To spell it out: I know very well what moonchild meant, and am no stranger to lockless algorithm design or memory ordering semantics. It was a turn of phrase riffing on the point that "memory ordering semantics are APIs" and thus should have been designed with an eye toward clarity and comprehension for the working programmers who need to use them.

Acquire/release was intended to make the job of a compiler author easier, by trying to home in on the differences between hardware that might be reasonably abstracted as a single API. And I'm saying that's a bad trade, because the compiler nerds are doing just fine and what the dumb jocks in the trenches want is read and write barriers.

gpderetta · 2024-05-12T00:16:03

I think it is just a generational difference.
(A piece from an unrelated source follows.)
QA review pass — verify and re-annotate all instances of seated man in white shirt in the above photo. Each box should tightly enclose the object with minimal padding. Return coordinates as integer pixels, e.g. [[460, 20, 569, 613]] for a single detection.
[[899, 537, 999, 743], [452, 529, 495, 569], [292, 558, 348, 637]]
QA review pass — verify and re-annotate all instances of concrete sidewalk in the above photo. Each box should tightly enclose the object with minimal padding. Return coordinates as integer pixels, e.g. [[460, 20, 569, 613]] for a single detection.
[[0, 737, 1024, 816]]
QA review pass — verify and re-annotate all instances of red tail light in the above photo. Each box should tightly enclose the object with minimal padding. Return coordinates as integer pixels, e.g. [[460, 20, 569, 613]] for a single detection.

I learned lock-free programming during the standardization of the C++0x memory model and I do find acq/rel a simpler model to understand and analyse algorithms, while thinking in term of reorderings never clicked for me.

gpderetta · 2024-05-11T21:36:56

Indeed, program ordering is too strong. x86 is TSO, which, as mentioned elsethread, allows for Store/Load reordering (but not Load/Load)
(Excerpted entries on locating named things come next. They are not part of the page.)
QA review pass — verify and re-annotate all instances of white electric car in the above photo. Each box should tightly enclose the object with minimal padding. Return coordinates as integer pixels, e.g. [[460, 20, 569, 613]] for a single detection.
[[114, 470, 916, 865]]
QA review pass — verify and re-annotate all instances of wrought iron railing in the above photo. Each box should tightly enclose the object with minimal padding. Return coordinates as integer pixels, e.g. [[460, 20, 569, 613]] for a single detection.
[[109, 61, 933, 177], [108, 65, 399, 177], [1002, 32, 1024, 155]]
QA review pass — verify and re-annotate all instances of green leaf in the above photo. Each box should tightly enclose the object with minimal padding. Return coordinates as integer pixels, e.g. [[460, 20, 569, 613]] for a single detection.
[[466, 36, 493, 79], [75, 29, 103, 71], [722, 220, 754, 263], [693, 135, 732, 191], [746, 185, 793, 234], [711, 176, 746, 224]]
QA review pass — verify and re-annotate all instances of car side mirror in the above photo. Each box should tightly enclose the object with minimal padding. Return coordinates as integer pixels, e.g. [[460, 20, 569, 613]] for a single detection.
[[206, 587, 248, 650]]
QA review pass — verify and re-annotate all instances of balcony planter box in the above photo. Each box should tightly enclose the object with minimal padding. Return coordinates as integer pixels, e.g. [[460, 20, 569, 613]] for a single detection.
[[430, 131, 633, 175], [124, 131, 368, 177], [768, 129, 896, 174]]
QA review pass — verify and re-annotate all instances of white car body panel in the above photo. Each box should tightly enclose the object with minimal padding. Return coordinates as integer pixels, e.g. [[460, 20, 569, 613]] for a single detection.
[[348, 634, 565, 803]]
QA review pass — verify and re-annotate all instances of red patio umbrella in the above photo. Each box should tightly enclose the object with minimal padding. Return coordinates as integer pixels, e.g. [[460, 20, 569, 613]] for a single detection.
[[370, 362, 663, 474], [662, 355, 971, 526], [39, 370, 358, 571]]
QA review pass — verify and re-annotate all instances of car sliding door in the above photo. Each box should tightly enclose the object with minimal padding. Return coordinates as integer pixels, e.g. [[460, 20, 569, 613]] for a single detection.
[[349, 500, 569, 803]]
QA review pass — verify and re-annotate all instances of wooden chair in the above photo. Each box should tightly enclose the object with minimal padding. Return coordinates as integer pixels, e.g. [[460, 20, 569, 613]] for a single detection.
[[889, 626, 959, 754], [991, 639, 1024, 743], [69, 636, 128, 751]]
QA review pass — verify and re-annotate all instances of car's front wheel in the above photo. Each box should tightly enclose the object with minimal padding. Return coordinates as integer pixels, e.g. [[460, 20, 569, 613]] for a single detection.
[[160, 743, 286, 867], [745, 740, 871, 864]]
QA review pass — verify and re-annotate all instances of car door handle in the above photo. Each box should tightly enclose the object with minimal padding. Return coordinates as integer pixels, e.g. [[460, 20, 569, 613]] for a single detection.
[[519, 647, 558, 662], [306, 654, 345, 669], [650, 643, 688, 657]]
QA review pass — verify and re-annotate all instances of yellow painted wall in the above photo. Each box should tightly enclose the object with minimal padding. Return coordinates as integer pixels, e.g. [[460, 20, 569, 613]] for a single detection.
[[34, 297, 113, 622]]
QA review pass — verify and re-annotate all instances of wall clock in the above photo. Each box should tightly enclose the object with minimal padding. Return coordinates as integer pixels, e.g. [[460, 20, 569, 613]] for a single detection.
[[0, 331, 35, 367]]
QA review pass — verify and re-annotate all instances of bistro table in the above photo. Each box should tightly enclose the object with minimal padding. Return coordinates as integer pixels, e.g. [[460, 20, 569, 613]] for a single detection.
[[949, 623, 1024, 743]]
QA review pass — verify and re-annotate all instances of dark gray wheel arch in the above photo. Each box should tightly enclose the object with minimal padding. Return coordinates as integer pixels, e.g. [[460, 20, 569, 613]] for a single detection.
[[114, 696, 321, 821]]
Dekker per-se is not terribly useful, but once you know that pattern (write to one variable and check a separate variable to make a decision) you start to recognise it in many lock-free algorithms that try to be clever with plain stores and loads.
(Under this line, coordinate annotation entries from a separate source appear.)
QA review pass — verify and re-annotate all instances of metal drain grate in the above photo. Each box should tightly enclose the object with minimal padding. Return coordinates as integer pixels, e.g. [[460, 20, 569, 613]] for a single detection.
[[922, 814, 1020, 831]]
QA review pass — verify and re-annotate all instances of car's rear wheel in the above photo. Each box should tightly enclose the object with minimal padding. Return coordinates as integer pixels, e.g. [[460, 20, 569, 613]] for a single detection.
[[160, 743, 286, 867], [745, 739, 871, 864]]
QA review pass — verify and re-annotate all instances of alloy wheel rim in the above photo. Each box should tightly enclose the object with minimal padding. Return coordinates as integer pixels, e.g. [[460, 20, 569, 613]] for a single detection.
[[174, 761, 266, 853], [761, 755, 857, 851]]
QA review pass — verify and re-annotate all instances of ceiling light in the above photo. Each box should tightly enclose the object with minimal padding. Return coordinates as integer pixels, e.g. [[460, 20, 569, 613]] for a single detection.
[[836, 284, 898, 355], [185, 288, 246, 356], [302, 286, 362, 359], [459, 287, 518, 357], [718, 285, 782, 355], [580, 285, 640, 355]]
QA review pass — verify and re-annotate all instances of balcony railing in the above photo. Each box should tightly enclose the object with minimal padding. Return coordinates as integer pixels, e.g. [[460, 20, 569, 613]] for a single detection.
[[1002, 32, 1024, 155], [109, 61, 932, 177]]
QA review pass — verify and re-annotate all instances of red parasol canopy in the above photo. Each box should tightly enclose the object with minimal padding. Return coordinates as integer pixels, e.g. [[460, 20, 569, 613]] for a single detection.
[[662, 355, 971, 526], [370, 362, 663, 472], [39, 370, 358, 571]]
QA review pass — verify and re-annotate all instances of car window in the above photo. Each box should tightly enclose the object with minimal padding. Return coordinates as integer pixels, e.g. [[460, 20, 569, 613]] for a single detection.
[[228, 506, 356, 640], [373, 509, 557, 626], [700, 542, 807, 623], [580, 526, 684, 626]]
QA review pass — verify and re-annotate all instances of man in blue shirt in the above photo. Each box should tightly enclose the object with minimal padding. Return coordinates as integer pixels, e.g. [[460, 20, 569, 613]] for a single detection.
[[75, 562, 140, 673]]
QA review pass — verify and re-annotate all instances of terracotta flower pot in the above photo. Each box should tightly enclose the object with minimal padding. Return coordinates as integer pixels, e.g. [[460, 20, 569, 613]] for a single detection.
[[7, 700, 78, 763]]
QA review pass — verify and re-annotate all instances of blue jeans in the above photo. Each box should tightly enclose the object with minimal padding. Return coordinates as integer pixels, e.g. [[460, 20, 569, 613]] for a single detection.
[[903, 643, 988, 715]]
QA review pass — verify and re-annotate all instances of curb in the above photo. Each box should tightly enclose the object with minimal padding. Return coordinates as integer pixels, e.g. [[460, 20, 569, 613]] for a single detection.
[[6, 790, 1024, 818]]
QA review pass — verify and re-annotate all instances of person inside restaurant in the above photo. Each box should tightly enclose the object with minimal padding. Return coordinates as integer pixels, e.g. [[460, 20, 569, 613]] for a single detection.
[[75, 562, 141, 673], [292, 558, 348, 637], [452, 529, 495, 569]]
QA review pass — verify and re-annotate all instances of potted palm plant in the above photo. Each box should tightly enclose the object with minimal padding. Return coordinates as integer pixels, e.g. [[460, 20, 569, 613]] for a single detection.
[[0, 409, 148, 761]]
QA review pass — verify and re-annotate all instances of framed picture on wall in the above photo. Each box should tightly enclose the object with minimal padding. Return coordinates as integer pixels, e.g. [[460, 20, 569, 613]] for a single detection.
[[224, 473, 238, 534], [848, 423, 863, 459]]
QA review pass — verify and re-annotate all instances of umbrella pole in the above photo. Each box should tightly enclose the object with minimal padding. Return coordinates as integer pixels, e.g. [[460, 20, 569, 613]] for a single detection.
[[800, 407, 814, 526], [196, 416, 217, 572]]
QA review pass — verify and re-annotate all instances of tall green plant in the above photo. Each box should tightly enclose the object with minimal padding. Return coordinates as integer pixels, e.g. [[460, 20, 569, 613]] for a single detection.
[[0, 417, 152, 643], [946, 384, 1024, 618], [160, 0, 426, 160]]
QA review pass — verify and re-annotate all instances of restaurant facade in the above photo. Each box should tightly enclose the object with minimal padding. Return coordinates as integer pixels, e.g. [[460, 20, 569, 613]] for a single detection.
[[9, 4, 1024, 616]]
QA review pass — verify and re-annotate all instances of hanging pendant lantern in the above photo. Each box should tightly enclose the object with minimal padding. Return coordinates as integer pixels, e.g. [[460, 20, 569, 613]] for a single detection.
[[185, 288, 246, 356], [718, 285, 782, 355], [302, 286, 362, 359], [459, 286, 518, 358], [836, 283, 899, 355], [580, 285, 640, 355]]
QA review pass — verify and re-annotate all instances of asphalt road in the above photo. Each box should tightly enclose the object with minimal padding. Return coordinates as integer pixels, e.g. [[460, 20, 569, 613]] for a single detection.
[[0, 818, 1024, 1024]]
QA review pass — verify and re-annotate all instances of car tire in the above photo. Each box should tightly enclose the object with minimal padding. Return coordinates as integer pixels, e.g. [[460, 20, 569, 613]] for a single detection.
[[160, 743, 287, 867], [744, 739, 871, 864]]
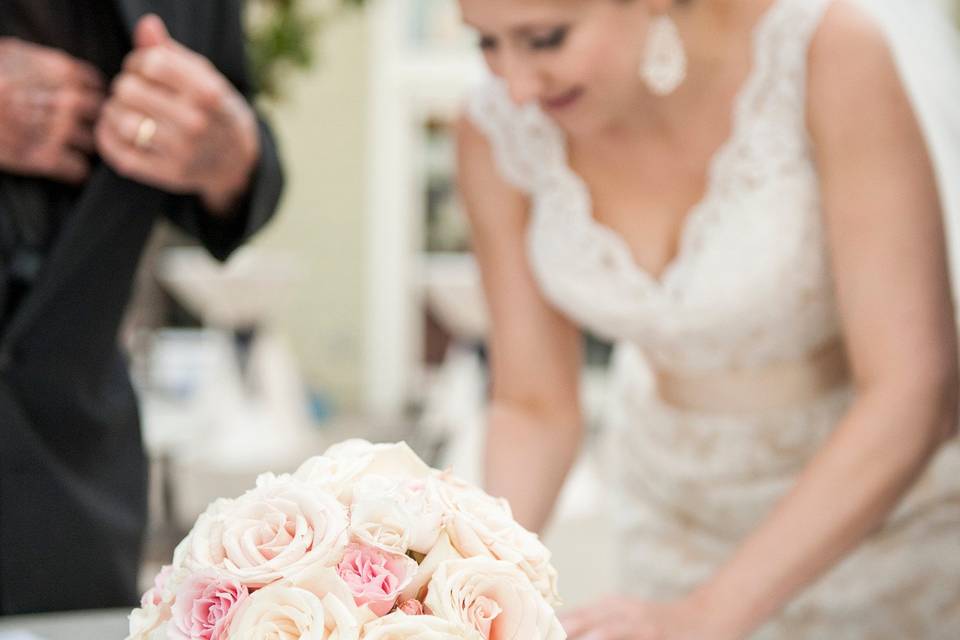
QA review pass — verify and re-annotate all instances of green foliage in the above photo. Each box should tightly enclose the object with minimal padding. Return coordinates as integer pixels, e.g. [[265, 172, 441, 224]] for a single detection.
[[246, 0, 366, 100]]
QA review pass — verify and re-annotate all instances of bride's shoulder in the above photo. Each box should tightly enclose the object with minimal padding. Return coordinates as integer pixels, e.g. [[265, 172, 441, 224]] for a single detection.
[[807, 0, 902, 126]]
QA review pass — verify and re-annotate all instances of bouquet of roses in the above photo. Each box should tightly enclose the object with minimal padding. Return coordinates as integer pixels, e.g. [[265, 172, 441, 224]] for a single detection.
[[128, 440, 566, 640]]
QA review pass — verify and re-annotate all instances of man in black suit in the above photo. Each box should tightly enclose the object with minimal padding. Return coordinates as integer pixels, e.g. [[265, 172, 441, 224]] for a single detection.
[[0, 0, 282, 614]]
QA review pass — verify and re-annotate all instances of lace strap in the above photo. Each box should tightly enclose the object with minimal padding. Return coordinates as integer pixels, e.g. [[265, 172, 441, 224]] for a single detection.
[[744, 0, 832, 122], [467, 78, 566, 194]]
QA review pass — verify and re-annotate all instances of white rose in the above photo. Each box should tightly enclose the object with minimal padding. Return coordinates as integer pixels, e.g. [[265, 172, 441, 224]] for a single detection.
[[399, 533, 463, 602], [363, 611, 483, 640], [229, 567, 373, 640], [182, 476, 349, 588], [324, 440, 433, 478], [350, 497, 413, 555], [424, 557, 567, 640], [293, 439, 432, 506], [127, 566, 189, 640], [351, 474, 446, 554], [293, 455, 373, 505], [436, 475, 560, 606]]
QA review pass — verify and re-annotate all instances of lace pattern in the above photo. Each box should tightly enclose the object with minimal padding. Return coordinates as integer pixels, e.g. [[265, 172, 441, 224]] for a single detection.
[[470, 0, 960, 640]]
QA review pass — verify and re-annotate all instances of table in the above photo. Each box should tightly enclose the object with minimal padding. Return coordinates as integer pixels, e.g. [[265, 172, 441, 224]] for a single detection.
[[0, 609, 130, 640]]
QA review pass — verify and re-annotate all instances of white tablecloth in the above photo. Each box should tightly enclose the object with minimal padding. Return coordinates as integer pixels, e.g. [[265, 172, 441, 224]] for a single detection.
[[0, 609, 130, 640]]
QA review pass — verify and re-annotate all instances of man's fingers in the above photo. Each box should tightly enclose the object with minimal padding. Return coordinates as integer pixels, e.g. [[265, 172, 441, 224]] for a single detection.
[[62, 90, 105, 122], [124, 47, 227, 108], [113, 73, 204, 136], [96, 111, 180, 193]]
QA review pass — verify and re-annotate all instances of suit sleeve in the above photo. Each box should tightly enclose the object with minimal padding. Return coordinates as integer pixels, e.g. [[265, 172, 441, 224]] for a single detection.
[[167, 0, 284, 260]]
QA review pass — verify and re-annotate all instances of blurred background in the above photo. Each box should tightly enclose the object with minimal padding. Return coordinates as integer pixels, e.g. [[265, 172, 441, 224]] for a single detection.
[[122, 0, 956, 604]]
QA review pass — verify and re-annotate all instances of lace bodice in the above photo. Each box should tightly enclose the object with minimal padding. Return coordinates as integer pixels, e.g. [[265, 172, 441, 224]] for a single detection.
[[469, 0, 838, 371]]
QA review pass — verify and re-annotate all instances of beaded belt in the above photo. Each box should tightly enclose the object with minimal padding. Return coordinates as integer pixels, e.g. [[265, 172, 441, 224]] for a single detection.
[[656, 342, 850, 413]]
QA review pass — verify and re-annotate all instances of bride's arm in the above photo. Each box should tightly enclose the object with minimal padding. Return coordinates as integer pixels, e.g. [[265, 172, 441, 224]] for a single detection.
[[458, 112, 582, 531], [695, 4, 957, 637]]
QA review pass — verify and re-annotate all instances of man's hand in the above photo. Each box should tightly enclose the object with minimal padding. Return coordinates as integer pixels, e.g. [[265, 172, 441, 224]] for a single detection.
[[96, 15, 260, 213], [0, 38, 105, 183]]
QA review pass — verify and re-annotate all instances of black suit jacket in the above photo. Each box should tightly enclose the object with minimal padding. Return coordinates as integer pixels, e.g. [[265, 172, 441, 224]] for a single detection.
[[0, 0, 282, 614]]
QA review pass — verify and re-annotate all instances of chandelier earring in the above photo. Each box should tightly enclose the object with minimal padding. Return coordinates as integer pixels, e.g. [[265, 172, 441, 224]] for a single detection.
[[640, 14, 687, 96]]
chrisaycock · 2024-05-11T19:32:30

The first explanation that really clarified memory barriers for me was from Paul E. McKenney:

http://www.rdrop.com/users/paulmck/scalability/paper/whymb.2...

JonChesterfield · 2024-05-11T22:32:36

That one plus the kernel notes at https://www.kernel.org/doc/Documentation/memory-barriers.txt did the trick for me.

king_geedorah · 2024-05-11T20:42:07

No matter how many times I read about these, I'm always left just slightly confused. Acquire/release is about the ordering of instructions within a thread of execution. So if I have a writer writing X, then writing Y, then I need write-release to make sure that the compiler actually puts the instructions for Y after the instructions for X in the machine code. If I want to guarantee that the results of those writes are visible to another thread, then I need a memory fence to force flushing of the caches out to main memory basically?

The author mentions the queue as originally written is technically correct for x86/x86_64. This is true only in the sense that neither the producer or consumer can experience partial reads / partial writes, right? It is still possible that if, say, the consumer were busy waiting for an item to be available then it will spin for as long as it takes for the CPU to decide to flush the producer's writes out to main memory?

Whenever I see these concepts discussed, it is in the context of the C++ stdatomic library. If I were writing a program in C99, I would assume it would still be possible to communicate the same intent / restrictions to the compiler, but I'm not sure because I haven't been able to find any resources that discuss doing so. How might one communicate that to the compiler, assuming they are on x86/x86_64 where in theory the CPU should just do the right thing with the right machine code?

Finally, does target architecture influence the compiler's behavior in this regard at all? For example, if we take x86/x86_64 as having acquire/release semantics without any further work, does telling the compiler that my target architecture is x86/x86_64 imply that those semantics should be used throughout the program?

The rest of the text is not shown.